'How We Built Zeta2: Training an Edit Prediction Model in Production — Ben Kunkle, Zed'

Zed 2's edit prediction model is trained through a distillation pipeline using production data, frontier models as teachers, and iterative filtering to creat...

2026-06-03 By Sean Weldon

Abstract

This paper examines the training methodology for Zed 2, a specialized edit prediction model designed for real-time code completion within the Zed editor. The system employs knowledge distillation from frontier models combined with production data collection to generate training examples for keystroke-level prediction. A key innovation involves using the student model itself to filter noisy settled data, reducing computational costs from one million frontier model requests per 100,000 examples to near-zero while maintaining quality. The approach identifies optimal training examples in a "middle zone" of edit distance—neither trivially obvious nor clearly erroneous—to capture novel coding patterns beyond the model's training cutoff. Evaluation combines offline metrics including Levenshtein-based n-gram comparison and reversal ratios with production acceptance rates. The methodology demonstrates that specialized, task-focused models trained through iterative distillation and intelligent filtering can approach teacher model quality while meeting stringent latency requirements for real-time prediction.

1. Introduction

Modern integrated development environments increasingly incorporate predictive models to accelerate software development through intelligent code completion. However, deploying such systems at production scale presents fundamental challenges: predictions must execute on every keystroke, requiring extreme latency optimization, while simultaneously maintaining sufficient accuracy to provide value to developers. This tension between performance constraints and prediction quality necessitates specialized approaches distinct from general-purpose language models.
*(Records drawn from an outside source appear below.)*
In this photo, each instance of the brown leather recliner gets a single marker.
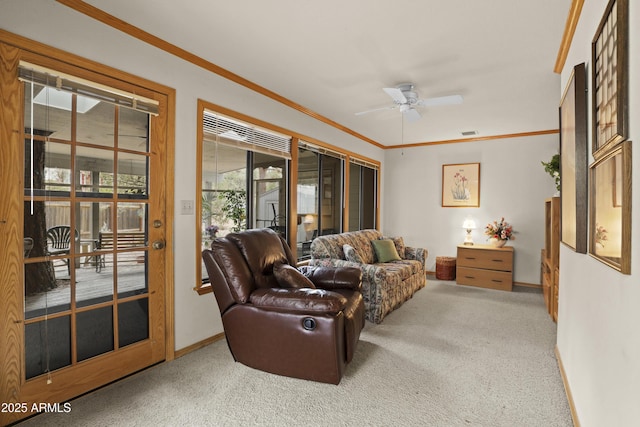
(299, 323)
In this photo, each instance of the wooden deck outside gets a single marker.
(91, 286)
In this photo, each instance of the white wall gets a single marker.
(513, 185)
(196, 317)
(599, 308)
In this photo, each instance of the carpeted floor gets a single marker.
(451, 356)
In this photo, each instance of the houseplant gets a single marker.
(499, 232)
(552, 167)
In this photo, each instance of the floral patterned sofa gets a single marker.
(385, 286)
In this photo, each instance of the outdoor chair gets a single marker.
(59, 242)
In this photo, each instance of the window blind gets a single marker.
(321, 150)
(43, 76)
(232, 132)
(364, 163)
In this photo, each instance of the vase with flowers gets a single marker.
(499, 232)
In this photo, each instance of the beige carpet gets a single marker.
(451, 356)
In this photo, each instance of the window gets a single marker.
(320, 195)
(363, 195)
(246, 167)
(244, 176)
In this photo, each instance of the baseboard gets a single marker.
(199, 345)
(567, 389)
(528, 285)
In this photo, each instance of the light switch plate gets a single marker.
(186, 207)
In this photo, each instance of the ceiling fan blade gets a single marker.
(411, 114)
(442, 100)
(396, 94)
(375, 109)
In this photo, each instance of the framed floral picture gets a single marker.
(461, 185)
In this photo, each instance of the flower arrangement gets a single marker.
(601, 235)
(499, 230)
(552, 167)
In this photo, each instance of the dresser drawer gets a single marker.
(492, 259)
(501, 280)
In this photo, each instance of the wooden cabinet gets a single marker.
(485, 266)
(550, 263)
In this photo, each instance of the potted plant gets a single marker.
(499, 232)
(552, 167)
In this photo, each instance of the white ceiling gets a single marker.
(335, 56)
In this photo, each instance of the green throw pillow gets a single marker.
(385, 250)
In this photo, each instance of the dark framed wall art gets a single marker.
(461, 185)
(610, 78)
(573, 161)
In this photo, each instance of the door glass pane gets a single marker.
(92, 288)
(95, 122)
(308, 188)
(224, 200)
(132, 224)
(94, 332)
(269, 193)
(51, 112)
(132, 175)
(85, 228)
(369, 197)
(94, 169)
(331, 220)
(133, 321)
(132, 273)
(47, 289)
(355, 196)
(47, 345)
(47, 166)
(133, 130)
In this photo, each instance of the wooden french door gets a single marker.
(83, 231)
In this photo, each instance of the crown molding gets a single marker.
(476, 139)
(567, 37)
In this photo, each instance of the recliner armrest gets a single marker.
(298, 300)
(334, 277)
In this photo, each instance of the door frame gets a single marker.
(14, 48)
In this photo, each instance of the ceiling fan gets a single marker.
(406, 99)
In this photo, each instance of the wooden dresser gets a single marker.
(485, 266)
Edit prediction represents a specific formulation of the code completion problem: given a code region surrounding the cursor position, recent editing history, type and variable definitions, and diagnostic information, the model must predict the developer's next edit. Unlike general code generation tasks, edit prediction operates within tightly constrained contexts and must deliver results within milliseconds to maintain editor responsiveness. As noted in the source material, the model "obviously needs to be very fast cuz it runs on every keystroke," fundamentally shaping architectural decisions.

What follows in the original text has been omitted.